You and your spouse both make good money. Together, you easily pull in six figures. Now, you know that you’re going to be going through divorce, and the lifestyle you’ve become accustomed to could end.
For the longest time, you’ve been the supportive partner. Your job paid less, but your money could go into the stock market and retirement accounts. Yours was used to pay off debt and to build up assets. On the other hand, your spouse’s money was just saved and put aside. They spent it on what they wanted. Yes, your spouse covered your mortgage and utilities, but everything else was on your shoulders.
The idea of losing your marital property is devastating to you. You know your spouse has more money hidden away and saved up, so they have more to use in a legal battle. You’re positive that they’ve transferred assets to third parties and invested heavily to make it appear like they have nothing to share with you.
You’re right that this is a complex situation. In California, you are legally entitled to 50% of your marital assets based on community property laws.

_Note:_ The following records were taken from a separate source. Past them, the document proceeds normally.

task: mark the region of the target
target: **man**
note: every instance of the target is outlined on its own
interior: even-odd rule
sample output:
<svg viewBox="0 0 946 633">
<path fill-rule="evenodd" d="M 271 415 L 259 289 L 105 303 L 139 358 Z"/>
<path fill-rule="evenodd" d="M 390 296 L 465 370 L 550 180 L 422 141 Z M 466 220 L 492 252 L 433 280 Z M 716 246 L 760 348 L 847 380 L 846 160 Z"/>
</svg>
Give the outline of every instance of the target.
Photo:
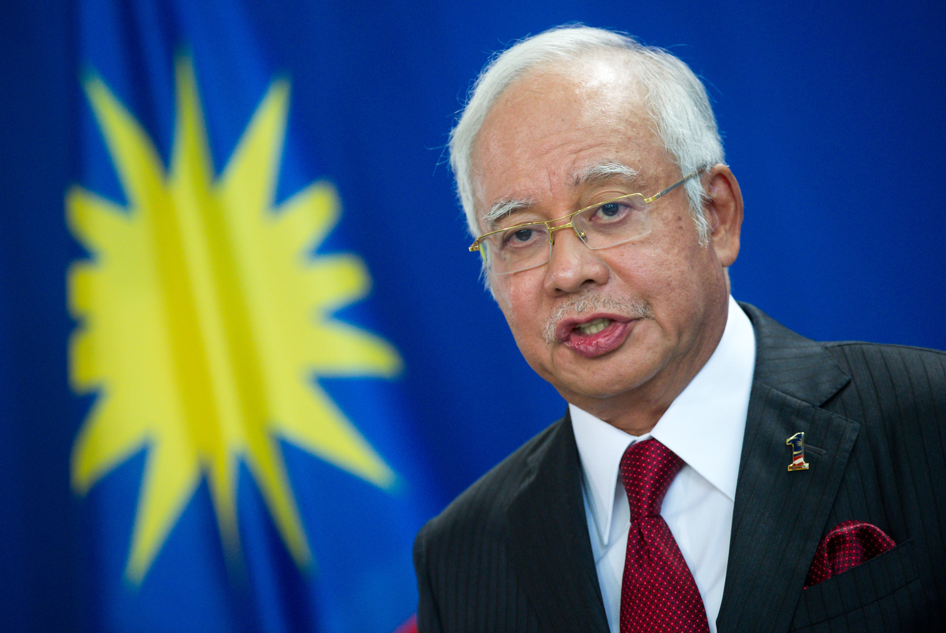
<svg viewBox="0 0 946 633">
<path fill-rule="evenodd" d="M 742 194 L 683 62 L 547 31 L 486 67 L 450 153 L 569 407 L 421 530 L 422 633 L 942 625 L 946 354 L 732 299 Z"/>
</svg>

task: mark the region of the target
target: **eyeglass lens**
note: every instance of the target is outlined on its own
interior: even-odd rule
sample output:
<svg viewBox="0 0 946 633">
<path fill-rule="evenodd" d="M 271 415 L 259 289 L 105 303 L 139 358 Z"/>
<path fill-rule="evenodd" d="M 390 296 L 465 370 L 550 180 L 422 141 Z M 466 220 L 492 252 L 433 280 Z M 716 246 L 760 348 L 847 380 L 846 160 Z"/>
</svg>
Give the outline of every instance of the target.
<svg viewBox="0 0 946 633">
<path fill-rule="evenodd" d="M 639 194 L 586 209 L 573 215 L 571 221 L 574 232 L 591 249 L 623 244 L 651 230 L 647 204 Z M 549 228 L 542 223 L 513 226 L 486 237 L 481 251 L 496 275 L 542 265 L 552 258 Z"/>
</svg>

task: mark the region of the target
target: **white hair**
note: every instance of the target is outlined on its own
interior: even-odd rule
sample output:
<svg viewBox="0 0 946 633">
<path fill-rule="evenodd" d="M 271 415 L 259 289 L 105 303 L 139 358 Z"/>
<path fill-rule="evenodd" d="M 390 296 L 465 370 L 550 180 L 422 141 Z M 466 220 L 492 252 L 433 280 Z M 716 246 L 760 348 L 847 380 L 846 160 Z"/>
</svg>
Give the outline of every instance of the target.
<svg viewBox="0 0 946 633">
<path fill-rule="evenodd" d="M 589 53 L 620 50 L 629 53 L 644 102 L 670 159 L 686 175 L 723 163 L 723 143 L 710 97 L 699 78 L 683 61 L 662 48 L 644 46 L 634 38 L 603 28 L 556 26 L 526 38 L 486 63 L 470 90 L 456 127 L 450 132 L 450 166 L 457 194 L 466 214 L 470 233 L 482 230 L 477 218 L 472 170 L 473 145 L 480 128 L 499 96 L 529 71 L 540 66 L 566 65 Z M 709 243 L 710 225 L 703 213 L 706 193 L 699 179 L 683 185 L 700 241 Z M 495 215 L 499 210 L 490 210 Z"/>
</svg>

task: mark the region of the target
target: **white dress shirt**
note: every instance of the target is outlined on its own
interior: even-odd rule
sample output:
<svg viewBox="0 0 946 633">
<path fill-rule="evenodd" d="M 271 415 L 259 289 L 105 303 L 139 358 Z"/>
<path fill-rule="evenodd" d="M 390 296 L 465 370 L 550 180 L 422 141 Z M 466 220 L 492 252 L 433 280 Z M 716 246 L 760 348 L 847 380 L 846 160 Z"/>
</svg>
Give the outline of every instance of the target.
<svg viewBox="0 0 946 633">
<path fill-rule="evenodd" d="M 628 446 L 650 437 L 684 461 L 660 515 L 696 581 L 710 630 L 716 633 L 755 362 L 752 323 L 729 297 L 719 345 L 650 433 L 636 437 L 569 404 L 582 460 L 591 551 L 611 633 L 621 628 L 621 582 L 631 521 L 618 467 Z"/>
</svg>

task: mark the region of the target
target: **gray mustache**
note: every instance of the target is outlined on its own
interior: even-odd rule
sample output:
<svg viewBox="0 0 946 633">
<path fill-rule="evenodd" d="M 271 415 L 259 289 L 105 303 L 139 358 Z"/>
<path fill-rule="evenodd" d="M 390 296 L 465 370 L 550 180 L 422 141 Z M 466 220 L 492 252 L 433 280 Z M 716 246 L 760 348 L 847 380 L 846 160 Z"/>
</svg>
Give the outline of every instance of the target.
<svg viewBox="0 0 946 633">
<path fill-rule="evenodd" d="M 558 342 L 555 337 L 555 330 L 565 318 L 594 312 L 613 312 L 628 318 L 654 317 L 654 311 L 651 309 L 650 303 L 642 299 L 633 297 L 616 299 L 609 295 L 591 293 L 577 295 L 562 301 L 549 317 L 542 333 L 546 344 L 551 347 Z"/>
</svg>

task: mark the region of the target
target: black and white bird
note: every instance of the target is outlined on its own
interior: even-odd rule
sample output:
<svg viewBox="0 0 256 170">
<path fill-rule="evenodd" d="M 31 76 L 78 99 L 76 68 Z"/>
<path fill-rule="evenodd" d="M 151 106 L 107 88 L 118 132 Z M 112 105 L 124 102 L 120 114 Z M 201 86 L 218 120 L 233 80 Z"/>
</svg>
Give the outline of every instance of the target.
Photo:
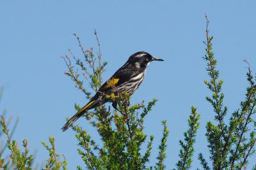
<svg viewBox="0 0 256 170">
<path fill-rule="evenodd" d="M 77 111 L 61 128 L 65 131 L 86 111 L 109 102 L 106 95 L 126 92 L 132 95 L 140 87 L 146 74 L 147 66 L 154 60 L 163 61 L 163 59 L 152 56 L 145 52 L 138 52 L 132 54 L 116 73 L 99 89 L 91 100 Z M 115 86 L 115 88 L 113 88 Z M 117 103 L 112 101 L 112 106 L 117 109 Z"/>
</svg>

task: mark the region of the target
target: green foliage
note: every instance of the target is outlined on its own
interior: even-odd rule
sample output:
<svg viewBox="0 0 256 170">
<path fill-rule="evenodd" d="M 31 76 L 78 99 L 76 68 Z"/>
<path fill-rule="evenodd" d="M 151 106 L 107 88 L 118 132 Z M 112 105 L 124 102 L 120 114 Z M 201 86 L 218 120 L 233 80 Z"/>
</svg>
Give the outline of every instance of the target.
<svg viewBox="0 0 256 170">
<path fill-rule="evenodd" d="M 67 161 L 64 155 L 64 160 L 60 161 L 59 158 L 60 155 L 56 153 L 55 145 L 54 145 L 54 138 L 52 137 L 49 138 L 49 141 L 51 144 L 51 146 L 49 146 L 45 142 L 42 141 L 44 146 L 48 150 L 49 158 L 46 161 L 46 164 L 45 165 L 45 170 L 58 170 L 60 169 L 62 167 L 62 169 L 66 170 L 67 167 Z"/>
<path fill-rule="evenodd" d="M 247 87 L 245 100 L 240 104 L 240 109 L 233 112 L 228 124 L 225 123 L 228 108 L 224 106 L 224 94 L 221 92 L 223 83 L 219 80 L 220 73 L 216 69 L 217 60 L 212 52 L 212 36 L 209 36 L 209 21 L 207 19 L 206 54 L 204 57 L 207 62 L 208 74 L 210 81 L 205 80 L 205 84 L 212 92 L 211 97 L 207 97 L 215 113 L 214 120 L 217 124 L 208 122 L 206 125 L 206 137 L 210 152 L 210 160 L 212 169 L 241 169 L 248 164 L 248 159 L 255 153 L 255 120 L 252 115 L 255 113 L 256 85 L 248 65 Z M 210 169 L 208 163 L 202 153 L 199 154 L 204 169 Z"/>
<path fill-rule="evenodd" d="M 1 164 L 3 168 L 8 169 L 12 166 L 17 169 L 31 169 L 31 165 L 33 163 L 33 158 L 32 155 L 29 155 L 29 150 L 28 149 L 27 139 L 23 141 L 24 151 L 21 152 L 17 146 L 17 144 L 15 140 L 12 140 L 9 134 L 9 130 L 7 129 L 5 119 L 4 117 L 1 116 L 1 125 L 3 127 L 3 132 L 6 135 L 8 139 L 7 148 L 11 151 L 10 158 L 12 163 L 6 163 L 4 164 L 4 159 L 1 159 Z M 12 164 L 10 165 L 10 164 Z"/>
<path fill-rule="evenodd" d="M 196 132 L 200 125 L 199 118 L 200 115 L 196 113 L 196 108 L 192 106 L 191 113 L 189 118 L 188 119 L 189 129 L 184 133 L 184 142 L 182 140 L 179 141 L 181 149 L 179 156 L 180 159 L 176 164 L 179 170 L 189 169 L 191 166 L 192 157 L 195 151 L 193 145 L 195 143 Z"/>
<path fill-rule="evenodd" d="M 3 89 L 0 89 L 0 99 L 3 94 Z M 1 116 L 1 127 L 2 129 L 0 132 L 0 137 L 1 141 L 6 141 L 6 143 L 3 148 L 0 148 L 0 168 L 1 169 L 38 169 L 37 166 L 34 166 L 34 158 L 35 155 L 29 153 L 29 150 L 28 148 L 28 141 L 26 139 L 22 141 L 22 150 L 19 148 L 18 143 L 14 139 L 12 139 L 12 136 L 15 132 L 15 129 L 17 125 L 19 118 L 17 119 L 14 124 L 13 130 L 10 132 L 8 127 L 10 125 L 12 118 L 6 122 L 5 120 L 4 115 L 6 112 Z M 5 135 L 5 136 L 3 136 Z M 2 139 L 3 137 L 3 139 Z M 59 155 L 56 153 L 54 139 L 53 138 L 49 138 L 49 141 L 51 147 L 48 146 L 45 143 L 42 142 L 44 146 L 46 148 L 49 153 L 49 158 L 45 163 L 45 168 L 43 169 L 66 169 L 67 161 L 64 157 L 64 160 L 60 162 L 59 160 Z M 8 149 L 6 150 L 6 149 Z M 9 153 L 5 153 L 4 151 L 9 151 Z M 3 154 L 5 153 L 5 158 L 3 157 Z"/>
</svg>

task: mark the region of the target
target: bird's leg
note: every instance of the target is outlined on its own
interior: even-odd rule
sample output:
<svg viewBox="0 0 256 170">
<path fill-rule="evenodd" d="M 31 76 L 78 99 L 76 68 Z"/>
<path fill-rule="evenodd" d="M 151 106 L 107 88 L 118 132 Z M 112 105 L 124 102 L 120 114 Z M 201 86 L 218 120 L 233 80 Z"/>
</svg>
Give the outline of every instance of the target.
<svg viewBox="0 0 256 170">
<path fill-rule="evenodd" d="M 120 111 L 120 110 L 117 108 L 117 101 L 113 101 L 112 102 L 112 106 L 114 108 L 114 109 L 115 109 L 116 110 L 118 111 L 120 113 L 122 113 L 122 111 Z"/>
</svg>

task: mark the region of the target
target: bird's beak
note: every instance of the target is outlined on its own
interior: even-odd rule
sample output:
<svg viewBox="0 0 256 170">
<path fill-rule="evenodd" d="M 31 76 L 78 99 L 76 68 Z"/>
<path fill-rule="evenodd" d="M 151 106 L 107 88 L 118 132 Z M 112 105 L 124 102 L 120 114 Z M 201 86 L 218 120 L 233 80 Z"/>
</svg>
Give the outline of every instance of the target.
<svg viewBox="0 0 256 170">
<path fill-rule="evenodd" d="M 161 60 L 163 61 L 164 60 L 158 57 L 152 57 L 152 60 Z"/>
</svg>

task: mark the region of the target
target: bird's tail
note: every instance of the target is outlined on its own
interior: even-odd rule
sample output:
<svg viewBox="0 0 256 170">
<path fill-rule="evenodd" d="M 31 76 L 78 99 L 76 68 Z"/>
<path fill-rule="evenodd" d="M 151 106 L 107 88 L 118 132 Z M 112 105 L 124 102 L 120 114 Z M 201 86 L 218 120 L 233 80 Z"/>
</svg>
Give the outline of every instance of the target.
<svg viewBox="0 0 256 170">
<path fill-rule="evenodd" d="M 83 108 L 80 109 L 77 113 L 76 113 L 61 128 L 63 132 L 66 131 L 70 125 L 72 125 L 79 117 L 81 117 L 86 111 L 89 109 L 89 107 L 95 102 L 95 101 L 90 101 L 86 105 L 85 105 Z"/>
</svg>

However, if your spouse hides assets or has put them away into accounts only in their name, it could be harder to get what you need.
This is a situation where good legal guidance can be extremely helpful. Money isn’t everything when it comes to building a case. Your attorney will work hard to negotiate on your behalf and to help you locate assets that you may not have known about. With other professional support, such as the support of forensic accountants and tax professionals, you will be in a good position to negotiate for your fair share.